O.K., different problem, different solution.
But in your example a single zero considered as a block of zeros because after the first zero Y is '1'..The statement "block of zeros" would imply that 1 zero is not a block of zeros and that the block is atomic so only when the block is complete do you detect if it's odd or even. You should clarify this requirement.
At the moment the FSM you've proposed won't work (using my assumptions) as it flags all odd instances of 0 in a block of 0's.
e.g.
X=100000010001
Y=010101001010
You need four states where...
State1 (initial, or one): start with assuming input is 1 (initial state)
stay in this state until input is 0 and go to first zero state.
State2 (first zero): either go to state1, if a '1' shows up, or go to state 3 if a '0' shows up (even zeros)
State3 (even zero): either go to State1, if a '1' shows up (means the block of 0's is an even count), or if a '0' shows up then go to state4 (odd zero).

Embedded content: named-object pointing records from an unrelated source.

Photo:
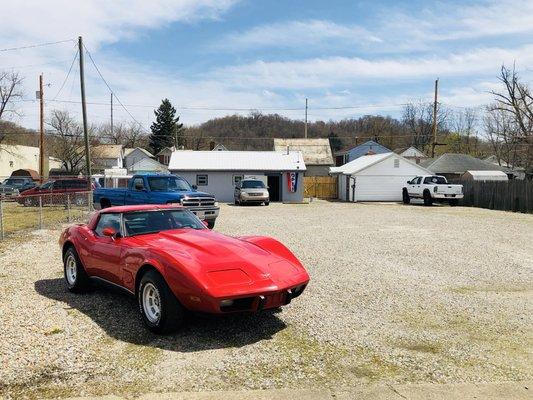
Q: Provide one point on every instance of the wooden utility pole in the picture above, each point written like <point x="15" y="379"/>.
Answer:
<point x="305" y="129"/>
<point x="84" y="115"/>
<point x="111" y="114"/>
<point x="434" y="130"/>
<point x="41" y="133"/>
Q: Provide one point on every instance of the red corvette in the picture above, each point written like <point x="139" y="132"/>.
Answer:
<point x="168" y="259"/>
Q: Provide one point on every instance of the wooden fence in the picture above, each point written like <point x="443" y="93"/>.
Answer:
<point x="321" y="187"/>
<point x="514" y="195"/>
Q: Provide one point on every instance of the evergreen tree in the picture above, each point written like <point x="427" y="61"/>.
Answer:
<point x="166" y="130"/>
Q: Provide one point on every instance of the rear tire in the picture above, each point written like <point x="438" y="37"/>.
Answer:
<point x="405" y="197"/>
<point x="75" y="276"/>
<point x="160" y="310"/>
<point x="427" y="199"/>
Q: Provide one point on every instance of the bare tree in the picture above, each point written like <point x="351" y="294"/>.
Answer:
<point x="418" y="118"/>
<point x="66" y="142"/>
<point x="517" y="102"/>
<point x="10" y="91"/>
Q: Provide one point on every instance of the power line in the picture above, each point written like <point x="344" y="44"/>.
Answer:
<point x="32" y="46"/>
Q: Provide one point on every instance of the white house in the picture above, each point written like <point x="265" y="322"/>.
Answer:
<point x="107" y="156"/>
<point x="217" y="172"/>
<point x="376" y="177"/>
<point x="133" y="156"/>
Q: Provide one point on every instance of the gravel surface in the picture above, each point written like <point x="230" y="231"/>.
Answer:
<point x="398" y="294"/>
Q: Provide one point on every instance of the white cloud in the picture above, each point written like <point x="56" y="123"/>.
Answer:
<point x="295" y="34"/>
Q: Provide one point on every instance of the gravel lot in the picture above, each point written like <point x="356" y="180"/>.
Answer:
<point x="398" y="294"/>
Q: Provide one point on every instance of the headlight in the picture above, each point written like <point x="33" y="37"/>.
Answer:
<point x="226" y="303"/>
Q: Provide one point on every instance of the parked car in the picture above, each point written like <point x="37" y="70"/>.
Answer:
<point x="167" y="259"/>
<point x="13" y="186"/>
<point x="57" y="191"/>
<point x="159" y="189"/>
<point x="251" y="191"/>
<point x="432" y="188"/>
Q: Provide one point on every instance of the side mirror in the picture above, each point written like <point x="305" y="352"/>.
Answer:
<point x="109" y="232"/>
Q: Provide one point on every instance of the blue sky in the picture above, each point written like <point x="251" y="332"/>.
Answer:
<point x="269" y="55"/>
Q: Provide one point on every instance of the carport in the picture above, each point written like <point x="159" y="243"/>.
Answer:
<point x="376" y="177"/>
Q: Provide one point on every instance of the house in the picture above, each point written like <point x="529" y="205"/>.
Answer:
<point x="134" y="155"/>
<point x="376" y="177"/>
<point x="164" y="155"/>
<point x="370" y="147"/>
<point x="147" y="164"/>
<point x="512" y="171"/>
<point x="14" y="157"/>
<point x="484" y="176"/>
<point x="411" y="153"/>
<point x="217" y="172"/>
<point x="453" y="166"/>
<point x="316" y="152"/>
<point x="107" y="156"/>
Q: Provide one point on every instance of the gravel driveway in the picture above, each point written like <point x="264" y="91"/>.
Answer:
<point x="398" y="294"/>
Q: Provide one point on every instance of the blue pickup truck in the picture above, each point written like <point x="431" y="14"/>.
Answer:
<point x="160" y="189"/>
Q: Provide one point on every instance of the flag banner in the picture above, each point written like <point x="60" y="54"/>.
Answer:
<point x="292" y="181"/>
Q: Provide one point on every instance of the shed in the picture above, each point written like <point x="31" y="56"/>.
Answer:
<point x="217" y="172"/>
<point x="484" y="176"/>
<point x="316" y="152"/>
<point x="376" y="177"/>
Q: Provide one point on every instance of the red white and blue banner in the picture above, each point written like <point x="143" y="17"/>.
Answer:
<point x="292" y="181"/>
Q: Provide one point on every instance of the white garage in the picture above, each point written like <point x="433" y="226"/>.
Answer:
<point x="376" y="177"/>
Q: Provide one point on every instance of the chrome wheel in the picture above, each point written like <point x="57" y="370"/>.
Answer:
<point x="71" y="269"/>
<point x="151" y="301"/>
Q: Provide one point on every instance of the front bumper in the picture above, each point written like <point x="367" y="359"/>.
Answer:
<point x="206" y="213"/>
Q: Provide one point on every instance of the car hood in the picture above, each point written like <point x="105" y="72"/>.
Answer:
<point x="222" y="263"/>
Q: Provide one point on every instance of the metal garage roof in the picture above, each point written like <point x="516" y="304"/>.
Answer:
<point x="190" y="160"/>
<point x="364" y="162"/>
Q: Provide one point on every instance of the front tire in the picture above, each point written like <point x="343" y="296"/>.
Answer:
<point x="405" y="197"/>
<point x="75" y="276"/>
<point x="160" y="310"/>
<point x="427" y="199"/>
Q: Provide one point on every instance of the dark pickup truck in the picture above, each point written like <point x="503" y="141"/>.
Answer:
<point x="160" y="189"/>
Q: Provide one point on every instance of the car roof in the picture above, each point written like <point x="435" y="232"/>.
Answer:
<point x="142" y="207"/>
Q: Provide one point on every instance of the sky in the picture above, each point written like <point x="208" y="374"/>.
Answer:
<point x="213" y="58"/>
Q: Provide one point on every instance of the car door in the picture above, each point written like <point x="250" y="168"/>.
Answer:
<point x="104" y="258"/>
<point x="138" y="194"/>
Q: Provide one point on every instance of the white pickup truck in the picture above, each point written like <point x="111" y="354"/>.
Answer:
<point x="432" y="188"/>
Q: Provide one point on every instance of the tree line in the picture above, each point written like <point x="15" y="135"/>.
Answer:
<point x="503" y="128"/>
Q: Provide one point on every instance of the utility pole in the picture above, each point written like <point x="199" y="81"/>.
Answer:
<point x="41" y="135"/>
<point x="111" y="114"/>
<point x="84" y="114"/>
<point x="434" y="144"/>
<point x="305" y="129"/>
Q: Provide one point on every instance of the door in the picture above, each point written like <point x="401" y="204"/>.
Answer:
<point x="104" y="258"/>
<point x="138" y="194"/>
<point x="274" y="187"/>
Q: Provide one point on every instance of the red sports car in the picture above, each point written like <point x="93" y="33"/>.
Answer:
<point x="168" y="259"/>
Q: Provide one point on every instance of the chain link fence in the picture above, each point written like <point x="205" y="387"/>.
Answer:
<point x="19" y="212"/>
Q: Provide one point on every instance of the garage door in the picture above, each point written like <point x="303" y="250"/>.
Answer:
<point x="379" y="188"/>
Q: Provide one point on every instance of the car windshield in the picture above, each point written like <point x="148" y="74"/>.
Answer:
<point x="144" y="222"/>
<point x="252" y="185"/>
<point x="168" y="184"/>
<point x="435" y="180"/>
<point x="14" y="182"/>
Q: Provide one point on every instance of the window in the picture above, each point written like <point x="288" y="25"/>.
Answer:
<point x="145" y="222"/>
<point x="201" y="180"/>
<point x="237" y="179"/>
<point x="111" y="220"/>
<point x="138" y="184"/>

State4 (odd zero): either go to state1, if a '1' shows up and output a 1 on Y to indicate and odd number of zeros, or if a '0' shows up then go back to state3 (even zero)
If you are supposed to detect singleton '0's then get rid of state4 and adjust the Y output to go active when exiting state2 back to state1, and send state3 back to state2 instead of state4.
Of course this is probably a homework assignment so I probably should not have given such a detailed answer....
1. to wait until '1' will appear and then to see if the block was even or odd (but there is a problem because '1' could also not appear in the end like "1101000"